Once There Were Wolves by Charlotte McConaghy (20 January)

Once There Were Wolves is a riveting novel about one woman’s quest to reintroduce wolves to the Scottish Highlands at any cost. As a biologist, Inti Flynn knows the animals are the best hope for rewilding the ruined landscape, but when she stumbles across the dead body of a farmer one night, she also knows that her wolves will be blamed by the locals, who already oppose her project. Unable to accept that her beloved animals could be responsible, she makes a reckless decision to protect them. Charlotte McConaghy ‘Urges us to take a lesson from the wolves, and learn to lean on one another’, according to BookRiot.

The Green Roasting Tin by Rukmini Iyer (2018)

One of the simplest things we can do to protect the environment is to consume less meat. If you’re not sure where to start with vegetarian and vegan cooking, The Green Roasting Tin by bestselling author and chef Rukmini Iyer is the perfect introduction. With 75 minimum-fuss, maximum-flavour recipes – each of which can be cooked in a single roasting tin – it will transform your meal-planning for good. For a taste of what it has to offer, why not try the Chipotle Roasted Sweetcorn with Squash, Black Beans, Feta and Lime or the Crispy Gnocchi with Roasted Peppers, Chilli, Rosemary and Ricotta?

The Living Sea of Waking Dreams by Richard Flanagan (2021)

From the Booker Prize-winning author of The Narrow Road to the Deep North, The Living Sea of Waking Dreams is visceral novel of family, love and hope set against global catastrophe and climate crisis. While scenes of wildfire and species loss play out on the screen of her smartphone, Anna and her siblings try to keep their aged, hospital-bound mother alive. With all of this going on, nobody else seems to notice that parts of Anna’s body are disappearing, and that, all around her, others are vanishing as well. The Daily Telegraph called The Living Sea of Waking Dreams ‘A fiercely well-observed account of the psychological twists and turns, the stress points and the double-binds, of familial love’.

Entangled Life by Merlin Sheldrake (2020)

They can change our minds, heal our bodies and even help us to avoid environmental disaster; they are metabolic masters, earth-makers and key players in most of nature’s processes – but how much do you really know about fungi?

In Entangled Life, Merlin Sheldrake takes us on a mind-altering adventure into their spectacular world and reveals how these extraordinary organisms transform our understanding of our planet and life itself. This phenomenal Sunday Times bestseller was Winner of the Royal Society Science Book Prize and the Wainwright Prize for Conservation Writing.

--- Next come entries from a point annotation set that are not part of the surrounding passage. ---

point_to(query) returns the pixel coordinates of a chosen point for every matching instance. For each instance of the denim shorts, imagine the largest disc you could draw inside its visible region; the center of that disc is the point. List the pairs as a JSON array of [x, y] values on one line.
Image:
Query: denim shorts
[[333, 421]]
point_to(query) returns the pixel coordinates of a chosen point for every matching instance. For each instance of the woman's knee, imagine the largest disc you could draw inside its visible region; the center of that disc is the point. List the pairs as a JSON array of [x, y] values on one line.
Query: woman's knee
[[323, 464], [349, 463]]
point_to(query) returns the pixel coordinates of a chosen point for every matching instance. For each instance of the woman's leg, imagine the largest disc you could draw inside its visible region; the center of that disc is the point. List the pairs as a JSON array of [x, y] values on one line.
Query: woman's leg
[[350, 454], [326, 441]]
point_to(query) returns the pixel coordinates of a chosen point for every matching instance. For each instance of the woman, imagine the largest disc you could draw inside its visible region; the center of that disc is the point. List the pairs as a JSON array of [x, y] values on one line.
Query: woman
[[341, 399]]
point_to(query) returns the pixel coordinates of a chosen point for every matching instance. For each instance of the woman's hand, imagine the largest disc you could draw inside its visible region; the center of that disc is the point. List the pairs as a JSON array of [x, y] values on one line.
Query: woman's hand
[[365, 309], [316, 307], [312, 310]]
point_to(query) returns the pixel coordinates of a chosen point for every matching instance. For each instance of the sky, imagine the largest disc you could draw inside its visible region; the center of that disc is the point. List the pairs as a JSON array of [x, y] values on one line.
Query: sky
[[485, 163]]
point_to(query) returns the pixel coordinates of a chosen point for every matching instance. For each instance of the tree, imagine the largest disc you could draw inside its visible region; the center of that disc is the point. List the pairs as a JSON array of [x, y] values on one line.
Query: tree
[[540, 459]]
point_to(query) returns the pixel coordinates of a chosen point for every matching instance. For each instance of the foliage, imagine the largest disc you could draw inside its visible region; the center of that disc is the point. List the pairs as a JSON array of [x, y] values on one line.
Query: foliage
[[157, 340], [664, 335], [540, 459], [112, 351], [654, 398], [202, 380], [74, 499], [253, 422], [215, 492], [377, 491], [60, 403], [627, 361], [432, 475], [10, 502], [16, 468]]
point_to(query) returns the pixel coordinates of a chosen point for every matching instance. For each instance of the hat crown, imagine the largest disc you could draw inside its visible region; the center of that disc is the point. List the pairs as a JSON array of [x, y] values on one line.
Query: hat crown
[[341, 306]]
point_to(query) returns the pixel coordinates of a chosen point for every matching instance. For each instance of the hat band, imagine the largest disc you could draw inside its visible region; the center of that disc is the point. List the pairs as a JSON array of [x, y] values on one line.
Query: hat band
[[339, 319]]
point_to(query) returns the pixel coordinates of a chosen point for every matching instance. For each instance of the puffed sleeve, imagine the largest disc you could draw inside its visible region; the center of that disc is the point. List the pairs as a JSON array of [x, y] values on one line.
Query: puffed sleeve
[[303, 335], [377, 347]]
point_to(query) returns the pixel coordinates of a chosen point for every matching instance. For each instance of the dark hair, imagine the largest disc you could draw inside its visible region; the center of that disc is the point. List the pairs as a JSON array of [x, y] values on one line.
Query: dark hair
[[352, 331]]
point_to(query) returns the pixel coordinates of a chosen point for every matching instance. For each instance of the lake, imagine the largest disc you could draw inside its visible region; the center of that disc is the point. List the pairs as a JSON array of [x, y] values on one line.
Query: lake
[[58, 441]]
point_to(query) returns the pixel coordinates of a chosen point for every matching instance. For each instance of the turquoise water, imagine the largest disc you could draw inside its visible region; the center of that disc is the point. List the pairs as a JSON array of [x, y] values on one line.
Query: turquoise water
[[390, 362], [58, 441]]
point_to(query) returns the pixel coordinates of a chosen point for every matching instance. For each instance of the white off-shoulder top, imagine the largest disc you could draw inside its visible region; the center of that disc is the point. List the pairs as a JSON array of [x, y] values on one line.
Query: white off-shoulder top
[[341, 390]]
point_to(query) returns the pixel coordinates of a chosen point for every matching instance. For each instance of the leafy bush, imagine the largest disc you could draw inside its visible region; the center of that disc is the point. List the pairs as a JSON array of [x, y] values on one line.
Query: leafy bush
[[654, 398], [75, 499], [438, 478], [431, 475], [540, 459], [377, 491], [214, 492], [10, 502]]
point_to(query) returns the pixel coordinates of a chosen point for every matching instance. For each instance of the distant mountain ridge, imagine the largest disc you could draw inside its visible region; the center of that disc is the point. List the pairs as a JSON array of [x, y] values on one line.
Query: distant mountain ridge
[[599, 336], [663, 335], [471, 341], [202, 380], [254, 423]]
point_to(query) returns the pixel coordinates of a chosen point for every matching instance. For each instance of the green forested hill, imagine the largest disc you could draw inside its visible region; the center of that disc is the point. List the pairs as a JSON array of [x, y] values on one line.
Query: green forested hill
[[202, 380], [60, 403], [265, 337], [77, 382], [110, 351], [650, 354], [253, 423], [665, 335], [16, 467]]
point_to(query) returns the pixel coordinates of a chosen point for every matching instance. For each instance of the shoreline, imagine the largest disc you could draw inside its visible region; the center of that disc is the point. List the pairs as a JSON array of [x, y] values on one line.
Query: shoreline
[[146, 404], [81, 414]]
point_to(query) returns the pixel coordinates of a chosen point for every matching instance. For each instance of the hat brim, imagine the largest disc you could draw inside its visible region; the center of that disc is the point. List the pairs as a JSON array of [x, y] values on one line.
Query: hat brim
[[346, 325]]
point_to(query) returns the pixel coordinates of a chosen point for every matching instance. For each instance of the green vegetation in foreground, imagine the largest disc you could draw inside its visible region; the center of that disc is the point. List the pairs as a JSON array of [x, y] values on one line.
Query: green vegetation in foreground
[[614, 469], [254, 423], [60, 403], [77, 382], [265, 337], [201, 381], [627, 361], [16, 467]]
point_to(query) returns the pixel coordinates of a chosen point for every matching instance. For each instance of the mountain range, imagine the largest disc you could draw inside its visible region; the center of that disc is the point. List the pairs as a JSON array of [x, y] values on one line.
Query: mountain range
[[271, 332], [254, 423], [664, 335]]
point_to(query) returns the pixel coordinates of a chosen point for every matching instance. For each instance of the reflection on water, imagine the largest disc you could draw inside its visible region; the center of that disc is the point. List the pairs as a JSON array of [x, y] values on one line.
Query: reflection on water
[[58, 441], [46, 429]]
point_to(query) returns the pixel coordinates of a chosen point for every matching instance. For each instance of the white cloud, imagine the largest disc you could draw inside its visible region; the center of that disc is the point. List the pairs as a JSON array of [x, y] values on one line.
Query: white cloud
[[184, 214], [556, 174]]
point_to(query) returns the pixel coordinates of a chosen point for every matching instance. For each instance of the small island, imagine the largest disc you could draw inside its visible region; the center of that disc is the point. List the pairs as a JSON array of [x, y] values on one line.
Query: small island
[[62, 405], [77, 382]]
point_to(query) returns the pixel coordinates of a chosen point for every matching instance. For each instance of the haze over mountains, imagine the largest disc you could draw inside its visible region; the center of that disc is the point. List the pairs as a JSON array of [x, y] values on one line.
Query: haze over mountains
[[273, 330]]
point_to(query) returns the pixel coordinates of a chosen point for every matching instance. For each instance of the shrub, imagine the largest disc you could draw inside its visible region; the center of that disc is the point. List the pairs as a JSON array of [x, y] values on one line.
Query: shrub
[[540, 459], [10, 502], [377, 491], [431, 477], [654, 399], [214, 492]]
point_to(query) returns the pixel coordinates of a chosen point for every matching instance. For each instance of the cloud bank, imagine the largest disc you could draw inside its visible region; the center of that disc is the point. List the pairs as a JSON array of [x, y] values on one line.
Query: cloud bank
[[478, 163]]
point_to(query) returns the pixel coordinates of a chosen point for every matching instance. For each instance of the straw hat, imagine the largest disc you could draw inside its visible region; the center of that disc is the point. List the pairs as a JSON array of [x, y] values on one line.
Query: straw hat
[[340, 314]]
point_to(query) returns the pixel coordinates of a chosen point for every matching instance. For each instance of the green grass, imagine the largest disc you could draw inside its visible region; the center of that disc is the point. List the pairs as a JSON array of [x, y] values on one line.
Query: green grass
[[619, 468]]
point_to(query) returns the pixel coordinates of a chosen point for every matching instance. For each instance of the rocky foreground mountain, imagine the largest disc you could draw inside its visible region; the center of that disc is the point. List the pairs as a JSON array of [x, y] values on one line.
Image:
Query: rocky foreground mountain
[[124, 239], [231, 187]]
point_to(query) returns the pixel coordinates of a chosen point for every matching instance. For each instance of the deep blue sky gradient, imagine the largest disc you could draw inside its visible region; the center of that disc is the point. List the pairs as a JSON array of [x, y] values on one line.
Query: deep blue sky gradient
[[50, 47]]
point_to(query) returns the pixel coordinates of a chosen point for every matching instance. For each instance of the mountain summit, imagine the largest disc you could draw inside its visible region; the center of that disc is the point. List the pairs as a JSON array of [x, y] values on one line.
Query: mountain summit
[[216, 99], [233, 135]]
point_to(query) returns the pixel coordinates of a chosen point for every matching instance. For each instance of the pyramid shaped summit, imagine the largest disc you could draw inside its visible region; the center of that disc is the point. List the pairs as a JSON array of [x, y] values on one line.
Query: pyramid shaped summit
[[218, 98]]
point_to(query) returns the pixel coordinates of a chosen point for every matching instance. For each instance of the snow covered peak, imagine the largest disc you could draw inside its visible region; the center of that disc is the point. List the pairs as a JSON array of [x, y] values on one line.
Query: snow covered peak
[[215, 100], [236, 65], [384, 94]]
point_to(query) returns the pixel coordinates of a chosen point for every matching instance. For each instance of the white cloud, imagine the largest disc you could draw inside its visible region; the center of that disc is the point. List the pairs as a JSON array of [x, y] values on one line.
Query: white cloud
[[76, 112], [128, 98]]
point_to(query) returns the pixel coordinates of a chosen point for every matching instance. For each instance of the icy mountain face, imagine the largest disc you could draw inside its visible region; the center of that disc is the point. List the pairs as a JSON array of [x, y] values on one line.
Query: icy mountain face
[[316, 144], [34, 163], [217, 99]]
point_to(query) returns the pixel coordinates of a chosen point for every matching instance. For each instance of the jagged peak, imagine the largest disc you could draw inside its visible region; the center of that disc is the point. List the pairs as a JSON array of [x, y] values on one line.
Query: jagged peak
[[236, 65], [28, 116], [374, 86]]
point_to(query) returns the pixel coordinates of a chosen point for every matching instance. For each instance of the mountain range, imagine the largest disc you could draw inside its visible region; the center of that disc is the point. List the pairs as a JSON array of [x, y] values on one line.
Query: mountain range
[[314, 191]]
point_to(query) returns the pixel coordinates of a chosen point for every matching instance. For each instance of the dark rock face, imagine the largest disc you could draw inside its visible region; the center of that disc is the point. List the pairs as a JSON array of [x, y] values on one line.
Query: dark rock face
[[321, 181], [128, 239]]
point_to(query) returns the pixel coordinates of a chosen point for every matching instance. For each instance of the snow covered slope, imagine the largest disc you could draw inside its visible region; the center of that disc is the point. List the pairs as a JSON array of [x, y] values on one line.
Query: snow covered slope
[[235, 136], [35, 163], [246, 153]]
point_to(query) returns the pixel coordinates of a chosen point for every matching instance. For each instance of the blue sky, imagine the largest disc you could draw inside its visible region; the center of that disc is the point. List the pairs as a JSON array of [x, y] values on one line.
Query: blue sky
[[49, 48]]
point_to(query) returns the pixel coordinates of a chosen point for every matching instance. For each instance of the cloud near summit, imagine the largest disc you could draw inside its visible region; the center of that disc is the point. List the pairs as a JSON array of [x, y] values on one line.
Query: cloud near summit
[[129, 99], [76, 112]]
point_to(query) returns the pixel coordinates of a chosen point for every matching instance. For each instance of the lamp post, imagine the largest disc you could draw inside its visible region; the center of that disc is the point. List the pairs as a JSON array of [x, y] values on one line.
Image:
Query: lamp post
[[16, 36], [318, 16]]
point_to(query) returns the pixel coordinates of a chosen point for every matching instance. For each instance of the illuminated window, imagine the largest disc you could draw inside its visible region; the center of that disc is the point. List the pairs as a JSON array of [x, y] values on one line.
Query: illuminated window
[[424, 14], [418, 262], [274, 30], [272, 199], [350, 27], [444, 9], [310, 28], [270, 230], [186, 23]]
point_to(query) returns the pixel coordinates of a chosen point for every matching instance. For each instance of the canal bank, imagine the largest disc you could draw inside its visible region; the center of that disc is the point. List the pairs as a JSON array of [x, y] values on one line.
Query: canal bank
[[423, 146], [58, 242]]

Pharmacopoeia by Derek Jarman (3 March)

Pharmacopoeia is a beautiful new compendium of artist and film-maker Derek Jarman’s writing on nature, gardening, and life in Dungeness. Featuring gorgeous full-colour illustrations, sketches, film stills, paintings and photographs, alongside poetic, lyrical prose, this is a stunning visual and literary celebration of Jarman’s iconic garden at Prospect Cottage. In a passionate foreword, Tilda Swinton shares her memories of how her close collaborator and friend Jarman ‘made of this wee house, his wooden tent pitched in the wilderness, an artwork  –  and out of its shingle skirts, an ingenious garden – now internationally recognised.’